I gave the kid what in retrospect seems like a real grilling, and he indulged me politely.  What were they going to do with the money? He said they give it to their coach. Why do they give it to the coach? Well, the coach knows what the team needs and makes sure they get stuff. What kind of stuff? Well, like every two years they get new jerseys. And every Friday they have a team meal. The school doesn’t pay for any of that so they have to raise the money. What kind of food do they eat at the meal? Spaghetti. And healthy stuff. Fruit and carrots and stuff.

He said his name was Cleon and he’s a senior. He’s going to college next year but hasn’t yet decided where. Maybe North Carolina, or University of Oregon. He’s had scholarship offers at smaller schools and he’s keeping his options open. He was bright-eyed, serious and wearing just a hint of cologne.

I told Cleon I wasn’t going to buy a coupon book but that I wanted to give him something, just for him. “It’s not for your coach, it’s for you and you can do whatever you want with it.” I handed him the $100 bill and he stared at it. “Oh!
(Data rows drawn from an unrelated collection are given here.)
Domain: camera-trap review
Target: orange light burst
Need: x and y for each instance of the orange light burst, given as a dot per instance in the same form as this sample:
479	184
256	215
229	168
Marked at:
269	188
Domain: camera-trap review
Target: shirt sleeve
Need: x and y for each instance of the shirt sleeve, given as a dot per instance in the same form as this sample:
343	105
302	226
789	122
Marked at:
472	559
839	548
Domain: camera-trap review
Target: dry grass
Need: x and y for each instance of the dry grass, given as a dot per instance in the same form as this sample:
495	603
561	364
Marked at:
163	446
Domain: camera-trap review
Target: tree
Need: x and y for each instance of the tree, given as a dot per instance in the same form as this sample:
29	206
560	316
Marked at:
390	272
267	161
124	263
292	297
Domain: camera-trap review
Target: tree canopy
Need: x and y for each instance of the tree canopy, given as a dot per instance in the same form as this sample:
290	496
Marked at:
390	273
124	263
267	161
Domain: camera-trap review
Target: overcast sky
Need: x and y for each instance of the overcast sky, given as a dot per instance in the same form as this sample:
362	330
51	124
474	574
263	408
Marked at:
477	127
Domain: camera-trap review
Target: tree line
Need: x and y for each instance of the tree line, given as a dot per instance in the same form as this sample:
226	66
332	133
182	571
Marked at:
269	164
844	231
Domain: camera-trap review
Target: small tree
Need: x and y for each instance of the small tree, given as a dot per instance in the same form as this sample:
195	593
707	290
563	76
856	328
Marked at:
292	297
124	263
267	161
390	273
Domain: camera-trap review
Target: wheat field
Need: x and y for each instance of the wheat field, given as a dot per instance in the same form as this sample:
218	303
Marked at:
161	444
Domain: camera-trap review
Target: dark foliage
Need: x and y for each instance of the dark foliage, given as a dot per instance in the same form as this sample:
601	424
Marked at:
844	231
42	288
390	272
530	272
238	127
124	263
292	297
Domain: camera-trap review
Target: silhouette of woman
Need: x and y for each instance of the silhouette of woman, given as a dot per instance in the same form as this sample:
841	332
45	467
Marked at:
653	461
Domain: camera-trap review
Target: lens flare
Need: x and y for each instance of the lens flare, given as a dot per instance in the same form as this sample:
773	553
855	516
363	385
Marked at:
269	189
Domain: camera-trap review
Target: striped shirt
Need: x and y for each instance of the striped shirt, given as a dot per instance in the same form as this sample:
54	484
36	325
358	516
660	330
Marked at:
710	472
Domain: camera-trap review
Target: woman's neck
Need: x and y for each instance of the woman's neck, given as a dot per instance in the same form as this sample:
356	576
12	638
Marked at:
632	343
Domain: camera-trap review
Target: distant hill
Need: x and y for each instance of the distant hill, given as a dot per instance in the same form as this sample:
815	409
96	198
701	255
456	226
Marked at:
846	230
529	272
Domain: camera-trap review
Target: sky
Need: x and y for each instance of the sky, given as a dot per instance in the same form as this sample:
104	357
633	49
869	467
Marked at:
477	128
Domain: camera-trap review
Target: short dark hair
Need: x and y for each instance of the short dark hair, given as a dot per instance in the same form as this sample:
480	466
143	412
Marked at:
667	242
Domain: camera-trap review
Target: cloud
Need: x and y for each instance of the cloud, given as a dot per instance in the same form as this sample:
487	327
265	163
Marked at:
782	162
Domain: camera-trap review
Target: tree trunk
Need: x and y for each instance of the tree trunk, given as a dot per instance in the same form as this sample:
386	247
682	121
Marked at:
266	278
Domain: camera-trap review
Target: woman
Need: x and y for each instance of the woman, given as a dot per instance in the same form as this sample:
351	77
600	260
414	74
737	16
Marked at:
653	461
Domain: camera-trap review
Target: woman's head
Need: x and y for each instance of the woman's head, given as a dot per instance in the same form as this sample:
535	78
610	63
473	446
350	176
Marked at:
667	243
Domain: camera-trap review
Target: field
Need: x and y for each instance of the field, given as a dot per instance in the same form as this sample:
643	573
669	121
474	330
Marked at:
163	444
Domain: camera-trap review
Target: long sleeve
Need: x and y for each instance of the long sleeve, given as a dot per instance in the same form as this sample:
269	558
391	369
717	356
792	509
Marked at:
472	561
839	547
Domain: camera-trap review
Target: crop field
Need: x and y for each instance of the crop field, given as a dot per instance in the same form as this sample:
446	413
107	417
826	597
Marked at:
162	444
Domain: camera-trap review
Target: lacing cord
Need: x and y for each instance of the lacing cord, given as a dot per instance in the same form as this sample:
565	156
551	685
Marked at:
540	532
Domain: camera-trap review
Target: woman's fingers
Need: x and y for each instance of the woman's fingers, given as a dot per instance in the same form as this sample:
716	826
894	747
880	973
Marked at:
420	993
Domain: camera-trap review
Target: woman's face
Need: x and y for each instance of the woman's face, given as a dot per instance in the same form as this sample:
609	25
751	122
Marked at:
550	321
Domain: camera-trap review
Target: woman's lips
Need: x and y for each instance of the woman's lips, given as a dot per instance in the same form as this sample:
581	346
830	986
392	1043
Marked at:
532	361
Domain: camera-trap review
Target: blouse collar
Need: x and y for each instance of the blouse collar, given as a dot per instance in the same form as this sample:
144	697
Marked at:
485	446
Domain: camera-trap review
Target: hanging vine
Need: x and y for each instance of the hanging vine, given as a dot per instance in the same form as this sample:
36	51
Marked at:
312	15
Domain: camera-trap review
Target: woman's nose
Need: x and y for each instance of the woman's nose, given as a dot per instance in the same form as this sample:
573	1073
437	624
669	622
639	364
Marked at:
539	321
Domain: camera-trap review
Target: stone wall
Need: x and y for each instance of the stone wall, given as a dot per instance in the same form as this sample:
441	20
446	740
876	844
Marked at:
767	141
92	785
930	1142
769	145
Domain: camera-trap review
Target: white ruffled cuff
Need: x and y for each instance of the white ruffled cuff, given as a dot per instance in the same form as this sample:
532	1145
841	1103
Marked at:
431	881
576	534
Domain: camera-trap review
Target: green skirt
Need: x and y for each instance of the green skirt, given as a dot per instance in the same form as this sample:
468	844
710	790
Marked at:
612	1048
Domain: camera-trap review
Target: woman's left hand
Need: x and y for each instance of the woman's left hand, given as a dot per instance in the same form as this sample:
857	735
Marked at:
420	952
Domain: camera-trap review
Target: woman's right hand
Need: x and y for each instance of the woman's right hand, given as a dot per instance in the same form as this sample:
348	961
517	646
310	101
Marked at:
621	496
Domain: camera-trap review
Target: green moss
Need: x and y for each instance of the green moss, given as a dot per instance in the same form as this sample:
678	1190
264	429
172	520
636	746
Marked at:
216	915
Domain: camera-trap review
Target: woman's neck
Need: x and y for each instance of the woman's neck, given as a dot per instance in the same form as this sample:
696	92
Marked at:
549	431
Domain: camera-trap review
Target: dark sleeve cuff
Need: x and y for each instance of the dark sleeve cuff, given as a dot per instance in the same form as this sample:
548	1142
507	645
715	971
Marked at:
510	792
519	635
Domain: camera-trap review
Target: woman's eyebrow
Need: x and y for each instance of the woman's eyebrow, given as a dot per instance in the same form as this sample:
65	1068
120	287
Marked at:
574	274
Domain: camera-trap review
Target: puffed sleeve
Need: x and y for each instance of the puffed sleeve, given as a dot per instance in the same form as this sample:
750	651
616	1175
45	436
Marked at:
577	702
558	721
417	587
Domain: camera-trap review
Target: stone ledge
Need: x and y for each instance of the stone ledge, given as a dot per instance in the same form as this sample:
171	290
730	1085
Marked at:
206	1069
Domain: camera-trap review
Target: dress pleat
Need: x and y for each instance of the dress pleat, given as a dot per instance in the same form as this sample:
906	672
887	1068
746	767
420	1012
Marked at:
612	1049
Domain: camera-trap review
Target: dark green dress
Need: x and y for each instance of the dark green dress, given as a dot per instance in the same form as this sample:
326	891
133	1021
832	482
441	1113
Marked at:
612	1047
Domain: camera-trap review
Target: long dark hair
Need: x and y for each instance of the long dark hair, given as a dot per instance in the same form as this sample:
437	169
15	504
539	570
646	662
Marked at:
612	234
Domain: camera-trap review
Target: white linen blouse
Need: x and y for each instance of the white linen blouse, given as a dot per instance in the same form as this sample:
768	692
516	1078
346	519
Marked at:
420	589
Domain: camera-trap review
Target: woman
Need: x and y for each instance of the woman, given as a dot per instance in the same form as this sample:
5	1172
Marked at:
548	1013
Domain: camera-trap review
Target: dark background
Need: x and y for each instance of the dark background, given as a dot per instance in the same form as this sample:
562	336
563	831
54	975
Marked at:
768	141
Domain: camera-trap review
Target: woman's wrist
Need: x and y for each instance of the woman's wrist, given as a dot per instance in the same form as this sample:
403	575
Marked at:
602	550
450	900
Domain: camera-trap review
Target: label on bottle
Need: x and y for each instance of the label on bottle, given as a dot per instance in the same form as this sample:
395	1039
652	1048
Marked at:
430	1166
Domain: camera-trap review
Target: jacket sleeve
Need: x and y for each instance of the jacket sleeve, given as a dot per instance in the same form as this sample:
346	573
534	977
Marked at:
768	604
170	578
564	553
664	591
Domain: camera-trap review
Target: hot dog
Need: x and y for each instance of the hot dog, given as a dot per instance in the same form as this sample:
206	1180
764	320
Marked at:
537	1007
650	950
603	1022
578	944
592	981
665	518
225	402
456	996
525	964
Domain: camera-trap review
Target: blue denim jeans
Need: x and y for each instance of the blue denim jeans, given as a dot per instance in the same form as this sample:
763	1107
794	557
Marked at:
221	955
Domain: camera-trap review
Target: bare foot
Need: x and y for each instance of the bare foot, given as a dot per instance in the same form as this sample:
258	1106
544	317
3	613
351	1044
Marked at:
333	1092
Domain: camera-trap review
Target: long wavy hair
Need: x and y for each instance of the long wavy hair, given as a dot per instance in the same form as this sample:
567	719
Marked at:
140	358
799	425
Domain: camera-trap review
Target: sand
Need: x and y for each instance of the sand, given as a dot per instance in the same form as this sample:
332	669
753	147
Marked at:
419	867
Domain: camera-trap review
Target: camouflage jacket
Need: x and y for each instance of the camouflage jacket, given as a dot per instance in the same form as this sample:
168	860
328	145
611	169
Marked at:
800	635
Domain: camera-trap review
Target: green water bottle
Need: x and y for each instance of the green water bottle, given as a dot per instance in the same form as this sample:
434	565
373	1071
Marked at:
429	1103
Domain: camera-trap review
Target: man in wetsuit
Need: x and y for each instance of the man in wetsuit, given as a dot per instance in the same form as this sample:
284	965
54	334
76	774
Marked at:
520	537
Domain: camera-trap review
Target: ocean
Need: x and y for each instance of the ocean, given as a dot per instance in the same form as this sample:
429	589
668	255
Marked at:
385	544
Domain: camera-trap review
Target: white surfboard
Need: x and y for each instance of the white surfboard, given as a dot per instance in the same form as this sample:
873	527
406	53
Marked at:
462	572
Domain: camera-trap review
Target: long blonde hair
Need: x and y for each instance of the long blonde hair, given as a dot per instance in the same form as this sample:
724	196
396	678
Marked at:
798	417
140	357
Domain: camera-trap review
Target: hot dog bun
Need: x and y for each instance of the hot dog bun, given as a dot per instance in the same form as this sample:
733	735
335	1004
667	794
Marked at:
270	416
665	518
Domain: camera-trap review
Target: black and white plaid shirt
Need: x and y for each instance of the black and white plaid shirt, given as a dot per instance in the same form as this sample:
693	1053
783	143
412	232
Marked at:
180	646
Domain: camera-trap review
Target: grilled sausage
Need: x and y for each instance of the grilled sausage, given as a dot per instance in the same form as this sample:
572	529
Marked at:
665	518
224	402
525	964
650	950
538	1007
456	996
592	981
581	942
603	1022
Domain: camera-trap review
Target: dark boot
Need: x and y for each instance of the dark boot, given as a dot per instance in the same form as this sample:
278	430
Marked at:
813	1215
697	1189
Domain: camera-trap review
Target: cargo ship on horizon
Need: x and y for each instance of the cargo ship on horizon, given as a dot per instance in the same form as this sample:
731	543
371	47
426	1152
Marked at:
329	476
Thank you, Ma’am!” He slipped it in the pocket of his shorts. “Thank you! That’s very generous of you, ma’am! Thank you very much! Thank you!”

I told him I could tell that he was going places and wished him the best of luck. “Oh, I will, ma’am! Thank you, ma’am!” I couldn’t resist pointing out: “Good things happen all the time, you know.” “Yeah”, he said. “This just made me think of that.”